My Lords, Amendments 94 and 98 in this group stand in my name. I have also put my name to the amendment of the noble Baroness, Lady O’Neill, which I agree with totally.
Of the two amendments in my name, Amendment 98 is probably the simplest to deal with. It is inspired by the fact that dyslexic students—these are just the example I use to justify this amendment—often have to go through two diagnostic assessments before they are put through to the assessment of support they get under the disabled students’ allowance. People say, “So what?”; I say, “£500 minimum charge, so what”. This is for something when you have already been diagnosed once with a lifelong condition. Apparently if you are dyslexic before the age of 16, you may, with this lifelong condition, be miraculously changed at the age of 18. I do not know why this first came in—probably because the condition was not very well understood X number of years ago—but it is there.
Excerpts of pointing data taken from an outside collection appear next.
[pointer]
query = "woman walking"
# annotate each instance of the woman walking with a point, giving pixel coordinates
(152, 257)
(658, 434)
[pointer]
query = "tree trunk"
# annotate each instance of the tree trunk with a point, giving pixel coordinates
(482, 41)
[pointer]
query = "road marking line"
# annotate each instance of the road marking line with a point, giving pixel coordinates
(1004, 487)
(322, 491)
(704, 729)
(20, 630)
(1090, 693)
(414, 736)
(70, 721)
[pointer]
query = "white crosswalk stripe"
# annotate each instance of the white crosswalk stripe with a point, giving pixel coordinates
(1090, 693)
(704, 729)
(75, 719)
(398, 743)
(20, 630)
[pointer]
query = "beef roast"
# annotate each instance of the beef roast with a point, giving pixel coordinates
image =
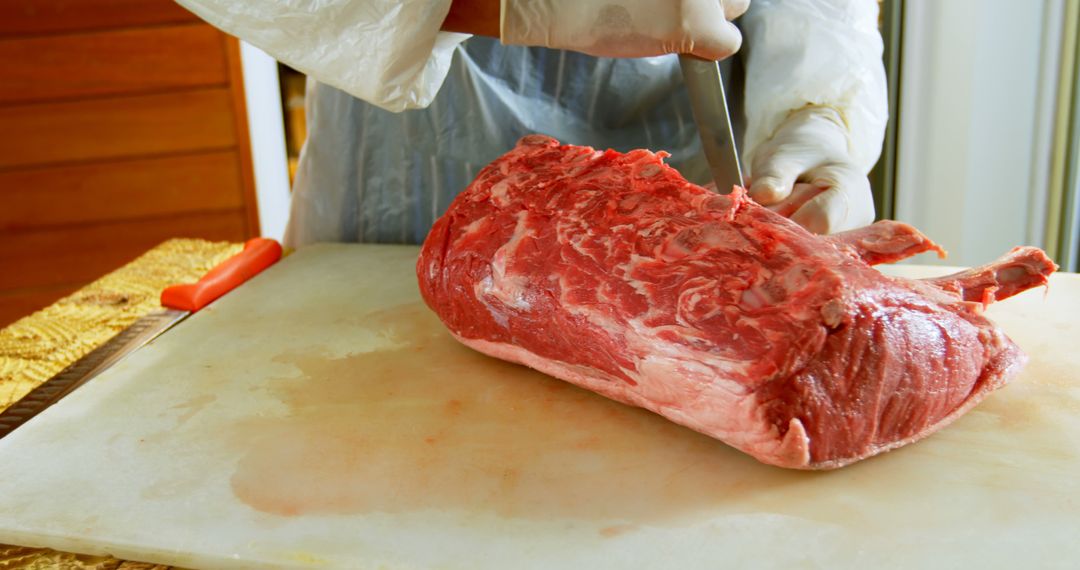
(615, 273)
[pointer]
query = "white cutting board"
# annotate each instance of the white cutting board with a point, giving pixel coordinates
(320, 416)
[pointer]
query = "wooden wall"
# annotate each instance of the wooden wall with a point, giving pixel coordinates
(123, 125)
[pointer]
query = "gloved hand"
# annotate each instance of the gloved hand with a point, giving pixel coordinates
(625, 28)
(806, 172)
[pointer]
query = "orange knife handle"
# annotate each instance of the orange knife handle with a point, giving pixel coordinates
(258, 254)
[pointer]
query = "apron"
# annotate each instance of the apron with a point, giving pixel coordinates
(369, 175)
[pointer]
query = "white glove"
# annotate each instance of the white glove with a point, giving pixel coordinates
(625, 28)
(811, 146)
(817, 107)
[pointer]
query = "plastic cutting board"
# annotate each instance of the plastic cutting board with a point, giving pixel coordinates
(320, 417)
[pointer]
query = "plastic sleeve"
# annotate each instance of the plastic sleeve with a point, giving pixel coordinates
(389, 53)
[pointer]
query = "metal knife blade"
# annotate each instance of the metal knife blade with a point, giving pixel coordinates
(178, 301)
(145, 329)
(710, 104)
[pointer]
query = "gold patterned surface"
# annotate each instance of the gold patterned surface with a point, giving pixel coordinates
(43, 343)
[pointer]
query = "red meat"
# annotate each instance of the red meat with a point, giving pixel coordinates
(612, 272)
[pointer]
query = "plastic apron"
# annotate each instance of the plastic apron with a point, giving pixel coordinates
(369, 175)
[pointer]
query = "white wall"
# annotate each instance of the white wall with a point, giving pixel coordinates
(267, 129)
(974, 123)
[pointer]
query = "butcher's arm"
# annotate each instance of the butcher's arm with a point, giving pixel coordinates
(390, 53)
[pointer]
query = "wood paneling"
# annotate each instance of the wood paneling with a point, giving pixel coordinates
(243, 139)
(22, 17)
(123, 125)
(80, 254)
(17, 304)
(117, 127)
(119, 190)
(110, 63)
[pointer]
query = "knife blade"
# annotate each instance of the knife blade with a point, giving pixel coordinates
(178, 301)
(705, 86)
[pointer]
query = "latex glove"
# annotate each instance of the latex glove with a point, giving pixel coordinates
(625, 28)
(806, 171)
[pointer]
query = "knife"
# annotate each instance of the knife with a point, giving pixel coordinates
(178, 301)
(710, 105)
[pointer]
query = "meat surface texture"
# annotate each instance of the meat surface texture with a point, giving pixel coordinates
(612, 272)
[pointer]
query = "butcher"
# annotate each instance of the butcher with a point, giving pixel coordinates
(408, 99)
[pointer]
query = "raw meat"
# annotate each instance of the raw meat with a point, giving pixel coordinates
(612, 272)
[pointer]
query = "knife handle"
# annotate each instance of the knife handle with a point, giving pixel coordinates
(258, 254)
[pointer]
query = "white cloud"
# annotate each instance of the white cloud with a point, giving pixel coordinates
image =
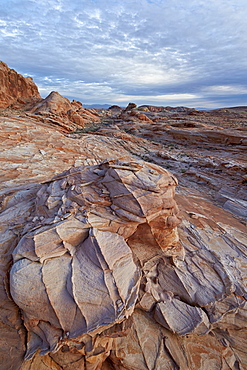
(135, 48)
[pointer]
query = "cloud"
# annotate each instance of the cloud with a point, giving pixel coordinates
(108, 51)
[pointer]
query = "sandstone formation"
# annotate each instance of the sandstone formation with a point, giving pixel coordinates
(58, 110)
(21, 93)
(14, 88)
(100, 269)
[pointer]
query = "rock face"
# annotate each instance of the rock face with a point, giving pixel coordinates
(73, 256)
(15, 88)
(59, 110)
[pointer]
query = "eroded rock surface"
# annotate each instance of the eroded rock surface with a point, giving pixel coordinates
(14, 88)
(56, 109)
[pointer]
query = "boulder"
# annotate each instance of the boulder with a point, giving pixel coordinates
(14, 88)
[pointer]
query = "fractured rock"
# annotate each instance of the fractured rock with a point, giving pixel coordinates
(74, 255)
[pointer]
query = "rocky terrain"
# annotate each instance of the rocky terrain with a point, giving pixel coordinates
(123, 236)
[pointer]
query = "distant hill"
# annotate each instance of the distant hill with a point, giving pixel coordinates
(96, 106)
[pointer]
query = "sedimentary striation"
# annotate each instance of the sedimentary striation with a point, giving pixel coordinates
(14, 88)
(103, 264)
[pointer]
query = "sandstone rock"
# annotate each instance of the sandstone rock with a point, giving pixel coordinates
(16, 88)
(69, 116)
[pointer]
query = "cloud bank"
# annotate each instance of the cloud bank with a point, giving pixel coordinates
(163, 52)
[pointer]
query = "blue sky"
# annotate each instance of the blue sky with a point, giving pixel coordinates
(162, 52)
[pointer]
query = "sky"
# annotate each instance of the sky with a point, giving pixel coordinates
(163, 52)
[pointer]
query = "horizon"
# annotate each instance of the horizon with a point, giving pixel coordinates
(156, 52)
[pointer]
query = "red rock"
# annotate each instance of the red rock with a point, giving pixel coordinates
(14, 88)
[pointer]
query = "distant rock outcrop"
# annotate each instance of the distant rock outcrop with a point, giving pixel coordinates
(92, 257)
(14, 88)
(57, 109)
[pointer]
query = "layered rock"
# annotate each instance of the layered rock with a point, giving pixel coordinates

It slows everything down, it is expensive and it probably benefits the person charging for the assessment and nobody else. The British Dyslexia Association, of which I am president, does some of this work and is prepared to forgo the charge.
I hope we will hear something that gets rid of it. Just in case there is any doubt, you go through a needs assessment when you go on this, so you have to do this twice if your parents have got round to having you checked in the first place. It is a second charge. The amendment is fairly straightforward. It is worded as it is because I am aware that it is not the case that the only absurdity on the planet is in my particular little corner of this world, so I made the amendment wide enough to get some redress there.
My second amendment is inspired by something with which I have already engaged in Committee on the Bill. We have changed the way the DSA operates and put more emphasis on universities covering some of the lower-intensity needs of those with disabilities. I have to say that the information that was not provided for the start of this year, when the new regime came in—that is, what the new regime was—has since been provided in the snappily titled Inclusive Teaching and Learning in Higher Education as a Route to Excellence. The document states clearly, over and over again, that universities have a duty in this field. The problem starts, however, when you get to what that duty actually means. There is no guidance in the document other than a statement that a few people do this fairly well. It mentions several institutions, Cambridge being one of them, but does not state exactly what they do; it merely states that they do something. I believe that about one and a half pages are devoted to the interactive and support programmes of the University of Cambridge. Therefore, there is a duty but no guidance on how to fulfil it.
I am sure that the Minister will tell us when he replies that many universities have quite good programmes, but not all of them do. The real problem starts when you go to a college which has a different regime for further education support for students with disabilities from its regime for higher education support for those who used to be covered by the DSA. If those bodies do not know what they are supposed to do, how are they supposed to do it?